Tubal hastalık hikayesi olan kadınlarda, fertilite tedavisi ile veya spontan konsepsiyon ile gebelik elde edilse de, dış gebelik riski vardır. Bu hastalarda IVF sonrası, dış gebelik prevalansının genel nüfustaki %1-1.5’a kıyasla, % 2-5 olduğu bildirilmiştir.

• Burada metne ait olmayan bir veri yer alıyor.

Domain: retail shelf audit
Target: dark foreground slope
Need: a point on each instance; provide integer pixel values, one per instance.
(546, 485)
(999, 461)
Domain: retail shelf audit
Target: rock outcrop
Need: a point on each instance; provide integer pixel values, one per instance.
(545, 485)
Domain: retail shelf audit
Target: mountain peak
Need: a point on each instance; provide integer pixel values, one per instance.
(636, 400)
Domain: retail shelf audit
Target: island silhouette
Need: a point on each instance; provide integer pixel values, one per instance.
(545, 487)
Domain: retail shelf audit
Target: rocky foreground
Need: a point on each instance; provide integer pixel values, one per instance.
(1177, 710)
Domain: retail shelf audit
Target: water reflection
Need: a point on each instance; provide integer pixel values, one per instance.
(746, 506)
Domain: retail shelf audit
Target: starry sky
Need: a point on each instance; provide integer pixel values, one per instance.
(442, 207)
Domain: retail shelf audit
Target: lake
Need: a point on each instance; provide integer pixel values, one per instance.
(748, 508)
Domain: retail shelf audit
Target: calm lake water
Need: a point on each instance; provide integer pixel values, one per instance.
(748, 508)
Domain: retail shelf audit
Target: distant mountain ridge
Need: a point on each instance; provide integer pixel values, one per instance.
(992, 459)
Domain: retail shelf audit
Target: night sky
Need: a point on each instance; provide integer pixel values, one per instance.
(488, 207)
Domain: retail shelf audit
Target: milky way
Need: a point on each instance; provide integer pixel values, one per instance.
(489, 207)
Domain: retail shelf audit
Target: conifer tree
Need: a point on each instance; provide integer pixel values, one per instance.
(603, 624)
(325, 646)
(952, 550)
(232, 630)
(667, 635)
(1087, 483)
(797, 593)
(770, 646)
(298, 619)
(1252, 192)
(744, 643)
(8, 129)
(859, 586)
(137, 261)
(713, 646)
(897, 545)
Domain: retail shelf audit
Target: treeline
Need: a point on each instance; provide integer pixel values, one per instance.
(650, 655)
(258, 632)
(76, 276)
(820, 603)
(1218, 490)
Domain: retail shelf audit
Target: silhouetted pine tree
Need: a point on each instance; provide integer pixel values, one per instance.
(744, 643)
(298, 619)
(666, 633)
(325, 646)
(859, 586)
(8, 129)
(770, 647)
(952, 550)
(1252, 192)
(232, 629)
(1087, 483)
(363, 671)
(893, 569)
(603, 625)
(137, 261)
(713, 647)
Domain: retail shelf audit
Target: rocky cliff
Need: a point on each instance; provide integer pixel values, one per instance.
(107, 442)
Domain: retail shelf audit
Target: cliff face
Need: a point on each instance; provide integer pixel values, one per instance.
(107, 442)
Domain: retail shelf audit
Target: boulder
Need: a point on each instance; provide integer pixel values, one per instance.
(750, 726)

Üreme sistemi neoplazileri

İnfertilite tedavisi için çoklu ilaç protokolları uygulanan kadınlarda, gerek iyi huylu gerek kötü huylu olmak üzere yumurtalık ve diğer üreme sistemi neoplazileri bildirilmiştir. İnfertil kadınlarda gonadotropin tedavisinin bu tür tümörlerin bazal riskini artırıp artırmadığı henüz saptanmamıştır.

Konjenital bozukluklar

ART’den sonra konjenital malformasyonların sıklığı, spontan gebeliğe göre biraz daha yüksek olabilir. Bunun parental özelliklerin farklılığına (anne yaşı, sperm özellikleri vs.) ve çoğul gebeliklere bağlı olduğu düşünülmektedir.

Tromboembolik durumlar

Tromboembolik olaylar için kişisel veya aile öyküsü gibi genellikle bilinen risk faktörleri olan kadınlarda, gonadotropin tedavisi bu riski artırabilir. Bu kadınlarda, gonadotropin uygulamasının yarar-zarar ilişkisinin tespiti gerekmektedir. Fakat gebeliğin kendisinin de zaten artmış bir tromboembolik olay riski taşıdığı dikkate alınmalıdır.

Erkeklerde tedavi

Yüksek endojen FSH düzeyleri, primer testis yetersizliğinin işaretidir. Böyle hastalar GONAL-f / hCG tedavisine cevap vermezler.

Araç ve makine kullanımı üzerindeki etkiler

Araç ve makine kullanmaya etkileri üzerine çalışma yapılmamıştır.